Question for you Gabby. You consider kitsch to be an art form in itself, rather than it being a parody or imitation of art, correct?
 
Gabriela:
 
I consider kitsch to be a category of art. It is a type of art, not a parody or imitation. If it does any type of imitating, then it imitates art practice and genres that have been tried and tested. But the kitsch artist intends for art.
Brandon:

I see. So would you consider the defining feature of kitsch to be mainly a reference to very specific item within a culture. One that if viewed outside of it's own cultural context may not be seen as art.
 
 
Gabriela:

If we're going to say item then we have to be quite abstract with what an item can be. Though it might be a person, object or place, it is more likely to deal with the visual representations of a culture's values, morals, traditions, etc.

I'm not sure that I think that kitsch truly exists within other non-western visual cultures (something I should probably look into). The appropriation of kitsch has sprung up in asian contemporary art, but it always seems to me to read as the art acquiring a very western feel- the effect of globalization? Probably.

Back to your first question in the last message, whether I think that kitsch is an imitation or parody of art. Perhaps I should re-think this. First, I wouldn't grab for the word parody, because this seems to imply that there is somekind of intention to mock art practice. I don't believe that the kitsch artist is intending to do this, because i think this intention would bring the artist into something very different. Duchamp's ready-mades, for example, are intended to mock the notion of art. What were intended to actually count as throwing tomatoes in the face of the artworld, has almost completely lost its meaning as it gets put on a pedastal. Though I love what the man did, I think we tend to read into his work and praise it more than we ought to for what it was intended to do. (if that makes any sense to you)

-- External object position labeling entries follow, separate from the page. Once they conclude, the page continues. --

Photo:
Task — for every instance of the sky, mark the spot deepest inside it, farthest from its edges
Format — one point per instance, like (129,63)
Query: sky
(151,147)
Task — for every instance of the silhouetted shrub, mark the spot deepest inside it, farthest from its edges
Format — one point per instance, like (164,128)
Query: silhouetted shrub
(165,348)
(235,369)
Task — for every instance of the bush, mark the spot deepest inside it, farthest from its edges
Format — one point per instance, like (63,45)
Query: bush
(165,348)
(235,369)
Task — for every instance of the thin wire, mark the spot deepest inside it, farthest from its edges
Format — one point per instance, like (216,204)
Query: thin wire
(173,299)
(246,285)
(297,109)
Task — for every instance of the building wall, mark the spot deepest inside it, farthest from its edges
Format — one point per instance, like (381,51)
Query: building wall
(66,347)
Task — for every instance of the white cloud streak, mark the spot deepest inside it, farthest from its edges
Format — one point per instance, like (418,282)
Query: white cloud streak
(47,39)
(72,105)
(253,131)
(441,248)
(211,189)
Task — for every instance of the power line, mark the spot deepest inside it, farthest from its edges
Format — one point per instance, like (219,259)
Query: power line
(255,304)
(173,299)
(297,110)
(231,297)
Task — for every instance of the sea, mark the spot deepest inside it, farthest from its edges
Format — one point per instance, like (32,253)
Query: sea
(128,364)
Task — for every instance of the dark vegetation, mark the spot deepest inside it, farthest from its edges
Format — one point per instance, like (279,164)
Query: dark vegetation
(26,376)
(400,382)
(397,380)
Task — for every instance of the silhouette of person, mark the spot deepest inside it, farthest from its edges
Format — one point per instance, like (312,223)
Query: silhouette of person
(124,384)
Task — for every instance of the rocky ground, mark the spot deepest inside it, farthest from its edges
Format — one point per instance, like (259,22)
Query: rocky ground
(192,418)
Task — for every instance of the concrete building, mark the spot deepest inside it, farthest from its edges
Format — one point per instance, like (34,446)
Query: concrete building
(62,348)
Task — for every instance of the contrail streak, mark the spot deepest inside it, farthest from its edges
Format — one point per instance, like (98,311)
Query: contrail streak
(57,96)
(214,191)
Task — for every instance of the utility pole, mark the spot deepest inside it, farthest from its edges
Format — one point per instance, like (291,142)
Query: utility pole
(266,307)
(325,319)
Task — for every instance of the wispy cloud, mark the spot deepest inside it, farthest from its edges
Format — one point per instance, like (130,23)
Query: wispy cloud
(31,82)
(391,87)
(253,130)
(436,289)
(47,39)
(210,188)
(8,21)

However, this notion of imitation. Well I think that this is something I really ought to consider more. I was at a conference dinner last week and I was talking briefly about kitsch with my supervisor and in my slightly drunken haze I remember him explaining to someone else at the table that kitsch wasn't art. I stopped him and asked if he really didn't think kitsch was art and if he considered it a pseudo-art. He answered in the affirmative, and then asked me what think. I told him that I did consider it art, but that there is something wrong with it, something that fails. Over the past week, I've run this over my mind a couple times. And maybe I'm not as sure about this answer as I once thought I was. It is indeed that i think that kitsch works are intended to be art, but if we are to come to any resolution on this subject we must first determine what it is to be a work of art. This is where I am actually stuck right now. I am searching for an account of art that not only can account for kitsch in the way I see it as working, but also an account which I can buy into. Not only is an account of art needed, but an account of artistic value. Why don't we see kitsch as having value. One of my favorite websites at the moment is worldwidekitsch.com. Many works on this site are definite imitations of art, while others make me question the idea that all kitsch is imitating art. If all kitsch is imitating art, then I should have to consider that that would be a necessary condition of kitsch. Right?

I think at the moment my biggest issue is that I don't know what art is... or I don't know what I THINK art is. I need an account of art.